Sleeping is way harder than it looks. Some ideas to help.
Added on Sunday 01 November 15
For many autistic people their bedroom is their safe space. It is probably the only space that is just for them, especially for younger people. This article contains some tips on what I think help make bedrooms super autism friendly.
Bedrooms are a very personal thing and autism effects everyone differently. What follows is my preferences, However, I hope that by sharing them they can also help give other people ideas.
Ignoring the name of the room for a moment (e.g., Bedroom) is a bed really required or only there as its conventional? I don’t have a bed as such. I had a custom "bed" (really a big cot) made about 5 years ago and it helped my sleep no end.
Anyway, the point is its very possible a bed might not be the best environment for sleeping for some autistic people. Many of us prefer small, enclosed and secure spaces to sleep. This can come in many forms. I prefer something solid, big and enclosed. Other people may prefer a tent of some type. Other people again get on fine with a matress on the floor.
Be brave and experiement. Beds are conventional, but for many, utterly useless.
Many people on the autism spectrum are very sensitive to sensory input like light, noise and textures. Lighting is often an easy fix. The best lighting for me is controllable, indirect and cold.
By which I mean. I like to have lights where i can control the colour, brightness and direction. I configure my lights to be indirect; i point them at walls, and upwards, not into the room, i use the ceiling light rarely. Finally i need the lights to be physically cold. I don’t feel confident around things which get hot. I dont want to need to have unsafe things in my room so I have a rule that nothing "hot" is allowed in my room.
My approach to this is to use Phillips Hue and Hue Lux bulbs. They are not cheap, but they are fantastic and if you can find the zigbee base station on ebay, the Hue lux lamps are a bargain at £15 each. For a more in depth look, take a look at my phillip hue review.

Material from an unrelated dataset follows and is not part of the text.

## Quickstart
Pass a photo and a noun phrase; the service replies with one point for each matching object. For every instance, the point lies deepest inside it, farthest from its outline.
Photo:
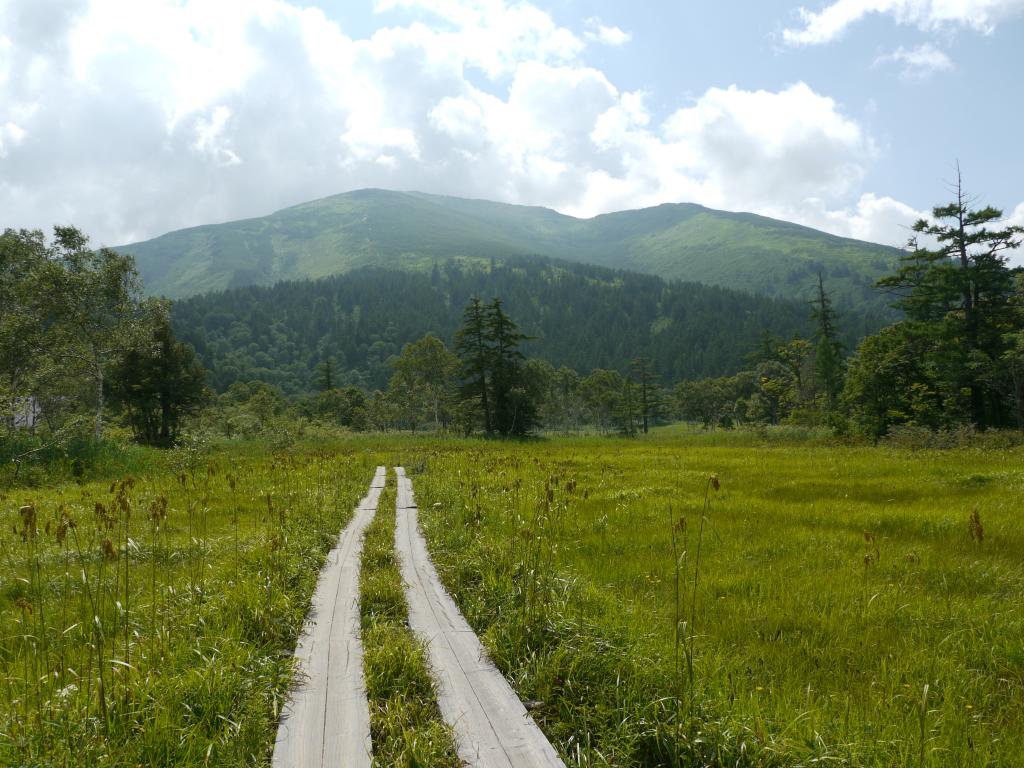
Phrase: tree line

I crave structure and routine. However, the first thing i tend to do when i get anxious is to rearrange my bedroom. I know a few other auties who are the same. I think its because when i am anxious i am desperate to feel in control, and reordering my space is a way in which i feel in control.

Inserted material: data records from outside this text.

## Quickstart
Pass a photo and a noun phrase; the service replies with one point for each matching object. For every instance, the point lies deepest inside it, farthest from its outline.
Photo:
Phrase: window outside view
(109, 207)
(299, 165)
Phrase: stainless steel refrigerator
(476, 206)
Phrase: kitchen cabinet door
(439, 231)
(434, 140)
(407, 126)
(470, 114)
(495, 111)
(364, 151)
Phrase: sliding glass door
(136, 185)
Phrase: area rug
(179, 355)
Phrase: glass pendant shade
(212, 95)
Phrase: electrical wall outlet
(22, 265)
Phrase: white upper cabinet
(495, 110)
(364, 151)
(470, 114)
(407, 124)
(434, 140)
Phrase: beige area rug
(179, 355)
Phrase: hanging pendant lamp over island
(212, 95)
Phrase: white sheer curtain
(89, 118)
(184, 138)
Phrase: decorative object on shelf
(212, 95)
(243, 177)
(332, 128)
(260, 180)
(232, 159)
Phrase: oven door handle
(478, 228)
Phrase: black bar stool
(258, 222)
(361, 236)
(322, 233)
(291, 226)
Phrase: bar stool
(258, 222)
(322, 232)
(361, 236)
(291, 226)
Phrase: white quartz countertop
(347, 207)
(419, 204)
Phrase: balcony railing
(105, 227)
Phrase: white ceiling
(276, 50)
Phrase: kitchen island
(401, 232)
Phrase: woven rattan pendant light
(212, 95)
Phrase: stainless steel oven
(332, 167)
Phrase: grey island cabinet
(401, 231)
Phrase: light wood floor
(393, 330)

That said, for me a good layout needs a few things. I need to be able to see the door, i need a big single space (with nothing to trip over or walk around) and i need as little visual clutter as possible. I will see ALL the visual details, ALL the time. If there are no details to see, i am much better able to concentrate.

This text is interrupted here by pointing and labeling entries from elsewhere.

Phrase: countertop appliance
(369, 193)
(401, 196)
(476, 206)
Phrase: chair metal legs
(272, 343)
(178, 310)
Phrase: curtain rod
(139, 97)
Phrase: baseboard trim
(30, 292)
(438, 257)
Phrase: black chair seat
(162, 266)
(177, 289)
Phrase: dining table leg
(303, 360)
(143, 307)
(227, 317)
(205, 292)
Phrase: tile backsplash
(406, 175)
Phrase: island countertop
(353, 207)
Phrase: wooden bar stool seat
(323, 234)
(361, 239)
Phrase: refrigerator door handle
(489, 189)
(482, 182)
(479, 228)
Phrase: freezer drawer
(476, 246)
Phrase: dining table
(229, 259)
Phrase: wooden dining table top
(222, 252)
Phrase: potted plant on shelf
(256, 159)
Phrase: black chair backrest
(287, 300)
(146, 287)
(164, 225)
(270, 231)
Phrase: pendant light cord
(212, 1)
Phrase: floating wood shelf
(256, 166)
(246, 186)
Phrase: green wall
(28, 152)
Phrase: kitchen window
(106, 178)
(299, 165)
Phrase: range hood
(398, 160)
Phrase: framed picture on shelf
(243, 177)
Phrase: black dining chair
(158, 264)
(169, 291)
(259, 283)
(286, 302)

Beyond lighting, the color of the walls also play a role in making my bedroom feel good. I find large white rooms difficult because i get lost in them. Waking up in the night and having to think for a few moments to understand which way i am facing is annoying and sometimes a little frightening.
For my room, i have placed furniture into corners and use glow in the dark stickers in the corners and edges. This means i can *see the shape of the room and therefore easily locate myself within it.
Finally, as i am sensitive to texture i am really careful with bedding. For sheets i buy really nice sheets from john lewis which are very thick. They dont fold and create lumps and they can be cleaned at high temperatures should they get soiled without changing texture.
For my duvets i tend to go for kids duvets (I like the colors etc) and they also seems to have a good texture. Mothercare when they have them seem to make amazing high quality duvets. To help, i then buy lots of identical duvets. This means i can often take one with me when i go on holiday.
Finally, i have lots of soft toys who have jobs. This is more an anxiety thing than strictly sensory, but i feel better knowing i have a few plushies on gaurd. It’s not very rational…. but it helps anyway.
So those are my tips for making autism friendly bedrooms.